AKTIVITAS lalu lintas di Kecamatan Segeri, Pangkep, Rabu (21/5/2026), sempat diwarnai kepanikan setelah tumpahan solar membuat badan jalan berubah licin dan membahayakan pengendara. Sejumlah pengguna sepeda motor terlihat memperlambat laju kendaraan saat melintas di lokasi demi menghindari risiko tergelincir.
Situasi itu terjadi di salah satu ruas jalan di wilayah Segeri. Tumpahan bahan bakar yang menyebar di permukaan aspal memicu potensi kecelakaan lalu lintas, terutama bagi kendaraan roda dua yang paling rentan kehilangan keseimbangan di jalan licin.
Kondisi tersebut membuat personel Satuan Lalu Lintas Polsek Segeri bersama petugas Pemadam Kebakaran bergerak cepat menuju lokasi. Petugas langsung melakukan pengamanan dan mengatur arus kendaraan agar antrean maupun risiko kecelakaan tidak semakin besar.

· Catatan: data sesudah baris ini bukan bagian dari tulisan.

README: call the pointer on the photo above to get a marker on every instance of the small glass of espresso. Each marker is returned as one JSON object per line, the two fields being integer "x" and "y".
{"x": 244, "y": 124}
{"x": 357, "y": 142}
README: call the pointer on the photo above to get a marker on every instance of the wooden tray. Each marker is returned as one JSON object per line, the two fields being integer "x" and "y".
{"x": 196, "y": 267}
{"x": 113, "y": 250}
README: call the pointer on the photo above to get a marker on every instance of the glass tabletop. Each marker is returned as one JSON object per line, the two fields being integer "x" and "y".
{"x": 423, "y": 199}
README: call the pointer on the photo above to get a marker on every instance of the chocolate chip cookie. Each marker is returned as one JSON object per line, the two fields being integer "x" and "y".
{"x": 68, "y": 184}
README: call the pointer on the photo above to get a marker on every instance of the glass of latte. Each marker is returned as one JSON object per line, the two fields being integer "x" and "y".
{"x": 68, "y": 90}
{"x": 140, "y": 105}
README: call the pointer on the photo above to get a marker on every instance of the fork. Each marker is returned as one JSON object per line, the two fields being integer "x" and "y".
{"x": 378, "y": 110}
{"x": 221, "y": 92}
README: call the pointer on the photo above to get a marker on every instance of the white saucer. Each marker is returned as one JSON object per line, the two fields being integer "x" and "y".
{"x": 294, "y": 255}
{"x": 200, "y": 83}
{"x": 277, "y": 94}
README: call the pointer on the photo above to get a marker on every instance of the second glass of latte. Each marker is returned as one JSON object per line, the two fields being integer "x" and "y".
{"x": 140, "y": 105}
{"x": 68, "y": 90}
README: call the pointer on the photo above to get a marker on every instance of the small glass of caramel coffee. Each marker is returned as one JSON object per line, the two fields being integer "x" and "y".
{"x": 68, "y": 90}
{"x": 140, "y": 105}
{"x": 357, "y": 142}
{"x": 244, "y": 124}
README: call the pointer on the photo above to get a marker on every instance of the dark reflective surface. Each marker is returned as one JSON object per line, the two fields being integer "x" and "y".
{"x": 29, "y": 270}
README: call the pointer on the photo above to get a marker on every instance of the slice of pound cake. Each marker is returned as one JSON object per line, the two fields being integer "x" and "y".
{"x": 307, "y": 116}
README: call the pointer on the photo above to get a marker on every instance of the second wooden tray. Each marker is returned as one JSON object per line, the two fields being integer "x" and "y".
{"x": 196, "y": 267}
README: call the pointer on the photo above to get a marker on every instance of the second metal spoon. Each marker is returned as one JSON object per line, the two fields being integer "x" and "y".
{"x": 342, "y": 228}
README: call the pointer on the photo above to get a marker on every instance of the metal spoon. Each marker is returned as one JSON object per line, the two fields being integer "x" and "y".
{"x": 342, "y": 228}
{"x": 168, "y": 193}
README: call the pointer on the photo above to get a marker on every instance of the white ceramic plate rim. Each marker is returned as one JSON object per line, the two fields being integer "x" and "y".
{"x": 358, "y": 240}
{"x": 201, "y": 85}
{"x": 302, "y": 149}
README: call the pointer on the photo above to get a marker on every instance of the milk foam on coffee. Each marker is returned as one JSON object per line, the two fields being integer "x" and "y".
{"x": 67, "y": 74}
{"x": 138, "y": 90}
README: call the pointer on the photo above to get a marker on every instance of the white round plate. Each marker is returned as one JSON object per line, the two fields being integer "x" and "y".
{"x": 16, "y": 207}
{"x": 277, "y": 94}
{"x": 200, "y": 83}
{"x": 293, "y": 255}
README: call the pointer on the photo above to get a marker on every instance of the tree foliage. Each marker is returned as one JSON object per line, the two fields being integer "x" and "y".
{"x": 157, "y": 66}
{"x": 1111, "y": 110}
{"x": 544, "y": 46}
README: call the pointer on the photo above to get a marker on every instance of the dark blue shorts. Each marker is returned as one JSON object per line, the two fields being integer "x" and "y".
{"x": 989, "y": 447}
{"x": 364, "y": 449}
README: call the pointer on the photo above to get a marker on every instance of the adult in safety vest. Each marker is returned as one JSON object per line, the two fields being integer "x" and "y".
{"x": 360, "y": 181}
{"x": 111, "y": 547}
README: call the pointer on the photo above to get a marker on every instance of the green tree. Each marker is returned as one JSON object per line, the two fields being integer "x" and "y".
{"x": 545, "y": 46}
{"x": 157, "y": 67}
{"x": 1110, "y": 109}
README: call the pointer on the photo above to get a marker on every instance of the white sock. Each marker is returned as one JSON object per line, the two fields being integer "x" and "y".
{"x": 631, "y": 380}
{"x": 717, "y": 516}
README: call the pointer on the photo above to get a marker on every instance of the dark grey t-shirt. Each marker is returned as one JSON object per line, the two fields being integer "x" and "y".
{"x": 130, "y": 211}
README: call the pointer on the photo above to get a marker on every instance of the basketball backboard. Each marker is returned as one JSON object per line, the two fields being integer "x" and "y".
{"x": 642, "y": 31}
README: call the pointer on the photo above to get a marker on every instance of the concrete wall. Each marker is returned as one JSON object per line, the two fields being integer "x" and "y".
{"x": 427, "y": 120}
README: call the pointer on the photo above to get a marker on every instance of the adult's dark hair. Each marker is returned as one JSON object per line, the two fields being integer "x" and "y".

Di tengah lalu lintas yang tetap berjalan, polisi dan petugas Damkar bahu-membahu menutup permukaan solar menggunakan pasir serta membersihkan area terdampak dengan peralatan pendukung. Upaya itu dilakukan untuk mengurangi licinnya jalan agar kembali aman dilintasi masyarakat.
Pengendara yang melintas juga diminta menurunkan kecepatan dan menjaga jarak aman. Imbauan tersebut diberikan karena sisa solar di permukaan jalan masih berpotensi menyebabkan kendaraan selip, terutama saat pengendara melakukan pengereman mendadak.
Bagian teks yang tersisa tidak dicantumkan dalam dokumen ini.